7

EVEN AS A HUMAIN, Rose still felt a twinge of something every time she entered Lee’s affluent street. She couldn’t call it envy anymore, because she was beyond caring where she lived. Maybe it was a sense of unfairness. Not for her but for her family—Marty in particular—though this time the unfairness was prompted by something far more terrible than postal code and property.

The street was quite busy this evening. It was Friday, and people were heading out for the evening, lights burning in the homes they left behind where babysitters sat children in front of TVs and started texting their friends. Most were dressed well, their evenings destined to consist of fine meals, nights at the theater, and the best wines and champagnes.

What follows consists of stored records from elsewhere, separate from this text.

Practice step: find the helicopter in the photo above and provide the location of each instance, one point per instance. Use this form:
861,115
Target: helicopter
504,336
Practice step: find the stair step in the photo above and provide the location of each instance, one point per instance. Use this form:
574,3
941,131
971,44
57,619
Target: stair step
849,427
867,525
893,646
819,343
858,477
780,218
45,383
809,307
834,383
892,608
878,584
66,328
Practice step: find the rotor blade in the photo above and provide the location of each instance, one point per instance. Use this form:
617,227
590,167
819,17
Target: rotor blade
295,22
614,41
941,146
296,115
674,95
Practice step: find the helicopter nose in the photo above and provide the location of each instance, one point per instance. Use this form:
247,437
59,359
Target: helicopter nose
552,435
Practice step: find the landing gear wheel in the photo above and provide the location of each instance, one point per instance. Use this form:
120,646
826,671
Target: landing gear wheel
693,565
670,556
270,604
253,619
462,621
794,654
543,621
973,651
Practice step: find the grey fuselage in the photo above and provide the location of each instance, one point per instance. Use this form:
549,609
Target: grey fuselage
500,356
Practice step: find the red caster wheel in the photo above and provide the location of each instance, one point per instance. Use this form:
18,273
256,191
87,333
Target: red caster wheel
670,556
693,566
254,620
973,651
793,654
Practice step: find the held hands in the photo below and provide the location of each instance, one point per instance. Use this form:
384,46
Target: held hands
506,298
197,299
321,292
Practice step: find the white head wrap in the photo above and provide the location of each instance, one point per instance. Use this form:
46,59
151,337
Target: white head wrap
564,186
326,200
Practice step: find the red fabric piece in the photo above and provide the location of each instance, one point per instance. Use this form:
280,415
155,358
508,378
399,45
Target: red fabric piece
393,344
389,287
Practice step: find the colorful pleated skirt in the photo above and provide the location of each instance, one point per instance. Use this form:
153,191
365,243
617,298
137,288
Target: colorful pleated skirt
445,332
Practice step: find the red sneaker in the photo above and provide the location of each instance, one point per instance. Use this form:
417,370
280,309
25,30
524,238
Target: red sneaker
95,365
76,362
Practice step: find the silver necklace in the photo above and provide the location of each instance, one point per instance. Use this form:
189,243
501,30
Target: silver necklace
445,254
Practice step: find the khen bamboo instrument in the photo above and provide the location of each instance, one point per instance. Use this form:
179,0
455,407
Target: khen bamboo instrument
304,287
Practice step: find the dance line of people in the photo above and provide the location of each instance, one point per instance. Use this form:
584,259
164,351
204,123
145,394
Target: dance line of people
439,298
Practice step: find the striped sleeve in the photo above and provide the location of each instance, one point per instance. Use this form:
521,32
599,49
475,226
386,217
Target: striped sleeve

Rose and Francesco drifted along the street. Francesco held her hand and their ruse was complete: strolling lovers from some other part of town. Rose wore dark jeans and boots, a black silk blouse, a casual jacket. Francesco’s long coat covered the scruffier clothes he wore beneath, but he knew how to carry himself: not so upright and cocky that he attracted unwanted attention, and not so slouched or aggressive that he looked like trouble. Attention fixed on them and then drifted away again, and when they reached Lee’s house they were as anonymous as ever.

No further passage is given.